Centrality measures and opinion dynamics in two-layer networks with replica nodes
Chi Zhao, Elena Parilina
TL;DR
This work analyzes centrality in two-layer networks with replica nodes and investigates how network structure influences opinion dynamics. It introduces a two-layer-to-one-layer transformation and develops two fast algorithms to approximate game-theoretic centralities based on the Shapley and Myerson values, enabling scalable analysis. Through experiments on Zachary's karate club and synthetic networks, the authors demonstrate a strong positive correlation between internal layer density and consensus time $T_{cons}$, and a strong negative correlation between centrality of authoritative nodes and $T_{cons}$, while showing that the approximations accurately identify key influencers.

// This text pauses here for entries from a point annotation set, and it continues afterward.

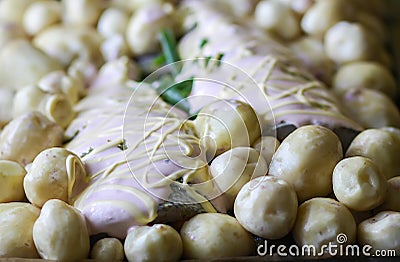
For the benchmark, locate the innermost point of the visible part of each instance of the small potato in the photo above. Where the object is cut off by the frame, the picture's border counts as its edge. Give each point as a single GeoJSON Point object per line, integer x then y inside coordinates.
{"type": "Point", "coordinates": [113, 21]}
{"type": "Point", "coordinates": [114, 47]}
{"type": "Point", "coordinates": [11, 181]}
{"type": "Point", "coordinates": [391, 202]}
{"type": "Point", "coordinates": [370, 108]}
{"type": "Point", "coordinates": [358, 183]}
{"type": "Point", "coordinates": [278, 18]}
{"type": "Point", "coordinates": [66, 43]}
{"type": "Point", "coordinates": [324, 14]}
{"type": "Point", "coordinates": [144, 27]}
{"type": "Point", "coordinates": [372, 23]}
{"type": "Point", "coordinates": [156, 243]}
{"type": "Point", "coordinates": [58, 82]}
{"type": "Point", "coordinates": [267, 207]}
{"type": "Point", "coordinates": [21, 56]}
{"type": "Point", "coordinates": [25, 136]}
{"type": "Point", "coordinates": [234, 168]}
{"type": "Point", "coordinates": [364, 74]}
{"type": "Point", "coordinates": [53, 174]}
{"type": "Point", "coordinates": [215, 235]}
{"type": "Point", "coordinates": [348, 42]}
{"type": "Point", "coordinates": [381, 232]}
{"type": "Point", "coordinates": [60, 232]}
{"type": "Point", "coordinates": [306, 159]}
{"type": "Point", "coordinates": [108, 249]}
{"type": "Point", "coordinates": [267, 146]}
{"type": "Point", "coordinates": [9, 32]}
{"type": "Point", "coordinates": [381, 146]}
{"type": "Point", "coordinates": [6, 101]}
{"type": "Point", "coordinates": [321, 220]}
{"type": "Point", "coordinates": [311, 52]}
{"type": "Point", "coordinates": [40, 15]}
{"type": "Point", "coordinates": [82, 12]}
{"type": "Point", "coordinates": [12, 11]}
{"type": "Point", "coordinates": [56, 107]}
{"type": "Point", "coordinates": [16, 223]}
{"type": "Point", "coordinates": [226, 124]}
{"type": "Point", "coordinates": [83, 70]}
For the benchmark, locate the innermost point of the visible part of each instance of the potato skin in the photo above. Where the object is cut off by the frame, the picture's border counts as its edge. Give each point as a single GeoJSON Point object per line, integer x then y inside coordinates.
{"type": "Point", "coordinates": [153, 243]}
{"type": "Point", "coordinates": [60, 232]}
{"type": "Point", "coordinates": [215, 235]}
{"type": "Point", "coordinates": [11, 181]}
{"type": "Point", "coordinates": [358, 183]}
{"type": "Point", "coordinates": [52, 175]}
{"type": "Point", "coordinates": [381, 146]}
{"type": "Point", "coordinates": [381, 232]}
{"type": "Point", "coordinates": [108, 249]}
{"type": "Point", "coordinates": [320, 220]}
{"type": "Point", "coordinates": [25, 136]}
{"type": "Point", "coordinates": [306, 159]}
{"type": "Point", "coordinates": [16, 223]}
{"type": "Point", "coordinates": [267, 207]}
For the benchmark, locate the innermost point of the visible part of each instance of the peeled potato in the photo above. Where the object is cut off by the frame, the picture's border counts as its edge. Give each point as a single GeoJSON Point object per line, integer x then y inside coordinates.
{"type": "Point", "coordinates": [381, 232]}
{"type": "Point", "coordinates": [108, 249]}
{"type": "Point", "coordinates": [381, 146]}
{"type": "Point", "coordinates": [53, 175]}
{"type": "Point", "coordinates": [11, 181]}
{"type": "Point", "coordinates": [358, 183]}
{"type": "Point", "coordinates": [16, 223]}
{"type": "Point", "coordinates": [156, 243]}
{"type": "Point", "coordinates": [321, 220]}
{"type": "Point", "coordinates": [215, 235]}
{"type": "Point", "coordinates": [234, 168]}
{"type": "Point", "coordinates": [267, 207]}
{"type": "Point", "coordinates": [60, 232]}
{"type": "Point", "coordinates": [306, 159]}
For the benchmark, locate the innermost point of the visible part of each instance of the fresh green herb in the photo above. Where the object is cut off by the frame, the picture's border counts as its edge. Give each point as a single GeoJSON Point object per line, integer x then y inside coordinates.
{"type": "Point", "coordinates": [85, 153]}
{"type": "Point", "coordinates": [219, 58]}
{"type": "Point", "coordinates": [170, 90]}
{"type": "Point", "coordinates": [203, 43]}
{"type": "Point", "coordinates": [122, 146]}
{"type": "Point", "coordinates": [169, 49]}
{"type": "Point", "coordinates": [159, 60]}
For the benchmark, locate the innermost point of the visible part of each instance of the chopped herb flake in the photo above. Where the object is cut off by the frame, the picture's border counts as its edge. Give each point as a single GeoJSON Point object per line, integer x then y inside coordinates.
{"type": "Point", "coordinates": [203, 43]}
{"type": "Point", "coordinates": [85, 153]}
{"type": "Point", "coordinates": [122, 146]}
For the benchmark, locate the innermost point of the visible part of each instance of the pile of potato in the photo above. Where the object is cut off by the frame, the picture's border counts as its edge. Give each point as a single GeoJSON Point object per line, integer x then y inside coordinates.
{"type": "Point", "coordinates": [307, 185]}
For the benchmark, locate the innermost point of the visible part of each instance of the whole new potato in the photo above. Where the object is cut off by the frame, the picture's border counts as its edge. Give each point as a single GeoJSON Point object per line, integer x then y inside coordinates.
{"type": "Point", "coordinates": [370, 108]}
{"type": "Point", "coordinates": [25, 136]}
{"type": "Point", "coordinates": [381, 146]}
{"type": "Point", "coordinates": [381, 232]}
{"type": "Point", "coordinates": [153, 243]}
{"type": "Point", "coordinates": [215, 235]}
{"type": "Point", "coordinates": [60, 232]}
{"type": "Point", "coordinates": [11, 181]}
{"type": "Point", "coordinates": [320, 221]}
{"type": "Point", "coordinates": [306, 159]}
{"type": "Point", "coordinates": [358, 183]}
{"type": "Point", "coordinates": [234, 168]}
{"type": "Point", "coordinates": [53, 174]}
{"type": "Point", "coordinates": [16, 223]}
{"type": "Point", "coordinates": [225, 124]}
{"type": "Point", "coordinates": [267, 207]}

The methods offer a scalable approach to link multilayer network structure with diffusion-like processes, with potential applications in targeted information spreading and control of opinion dynamics.
Abstract
We examine two-layer networks and centrality measures defined on them. We propose two fast and accurate algorithms to approximate the game-theoretic centrality measures and examine connection between centrality measures and characteristics of opinion dynamic processes on such networks. As an example, we consider a Zachary's karate club social network and extend it by adding the second (internal) layer of communication. Internal layer represents the idea that individuals can share their real opinions with their close friends. The structures of the external and internal layers may be different. As characteristics of opinion dynamic processes we mean consensus time and winning rate of a particular opinion. We find significantly strong positive correlation between internal graph density and consensus time, and significantly strong negative correlation between centrality of authoritative nodes and consensus time.